The project would replace four idled, 1960s-era generating units at the Port Everglades complex and would start cranking out electricity in 2016. FPL argued that the new plant, primarily fueled by natural gas, would be more efficient and would help provide power to the utility's huge South Florida customer base.
The state Public Service Commission approved what is known as a "determination of need," a key initial step for FPL to move forward with the project.
"We have a need, and we have other options that were looked at that were not cost-effective,'' Commissioner Eduardo Balbis said.
The 1,277-megawatt project faced opposition, however, from the Florida Industrial Power Users Group, which represents major commercial customers in utility cases. The group, in a document filed with the PSC, said the utility was trying to "inflate a small projected need into a mammoth project" and that FPL could buy enough electricity elsewhere to meet demands.

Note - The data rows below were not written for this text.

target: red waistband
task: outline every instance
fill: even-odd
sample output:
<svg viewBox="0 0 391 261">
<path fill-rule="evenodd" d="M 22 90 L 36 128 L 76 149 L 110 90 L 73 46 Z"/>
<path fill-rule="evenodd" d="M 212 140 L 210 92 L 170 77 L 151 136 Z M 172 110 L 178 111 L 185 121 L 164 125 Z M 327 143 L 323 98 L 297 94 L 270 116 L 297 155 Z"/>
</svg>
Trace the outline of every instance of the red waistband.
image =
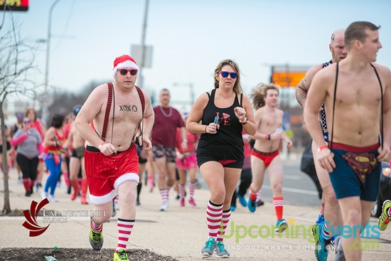
<svg viewBox="0 0 391 261">
<path fill-rule="evenodd" d="M 350 152 L 367 152 L 370 151 L 375 151 L 379 148 L 379 147 L 380 147 L 380 145 L 378 143 L 366 147 L 355 147 L 343 144 L 341 143 L 333 142 L 333 149 L 342 149 Z M 330 147 L 330 143 L 328 143 L 328 147 Z"/>
<path fill-rule="evenodd" d="M 259 150 L 257 150 L 257 149 L 252 148 L 252 151 L 254 151 L 257 155 L 260 155 L 260 156 L 274 156 L 274 155 L 279 153 L 278 149 L 276 149 L 274 151 L 272 151 L 272 152 L 262 152 L 262 151 L 259 151 Z"/>
</svg>

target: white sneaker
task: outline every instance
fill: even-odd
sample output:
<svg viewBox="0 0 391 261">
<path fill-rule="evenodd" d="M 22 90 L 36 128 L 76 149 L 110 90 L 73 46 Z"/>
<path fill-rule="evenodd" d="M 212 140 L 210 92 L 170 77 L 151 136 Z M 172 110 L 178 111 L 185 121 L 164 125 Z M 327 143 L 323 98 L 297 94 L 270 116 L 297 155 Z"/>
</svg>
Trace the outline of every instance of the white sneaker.
<svg viewBox="0 0 391 261">
<path fill-rule="evenodd" d="M 55 203 L 58 202 L 58 201 L 57 200 L 57 198 L 54 197 L 54 196 L 49 195 L 49 197 L 48 198 L 48 199 L 49 200 L 49 202 L 55 202 Z"/>
<path fill-rule="evenodd" d="M 160 207 L 161 211 L 167 211 L 168 210 L 169 204 L 168 201 L 163 201 L 161 206 Z"/>
</svg>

"The commission should deny FPL's petition and direct FPL to explore diligently more cost-effective purchase power options, or downsize the project so that ratepayers are sheltered from nearly $1.2 billion in costs that will benefit FPL shareholders, not retail ratepayers,'' the group said in the filing.
But Balbis and commission staff said FPL in the coming years faces the expiration of agreements to buy power from the Georgia-based Southern Company and JEA, the municipal utility in Jacksonville. They said it would not be cost-effective to extend those contracts.
"I am comfortable that this project represents benefits to the grid and to consumers,'' Commissioner Lisa Edgar said.
FPL has said the project would be more than $400 million cheaper than alternatives such as building a plant on another site or upgrading the existing Port Everglades facilities. Also, the company argues new technology at the plant would limit air emissions and help hold down fuel costs, which are a major part of customers' bills.
Typically, customers pay for new power plants through base rates, after the projects start operating. FPL also is working on new plants at Cape Canaveral and Riviera Beach.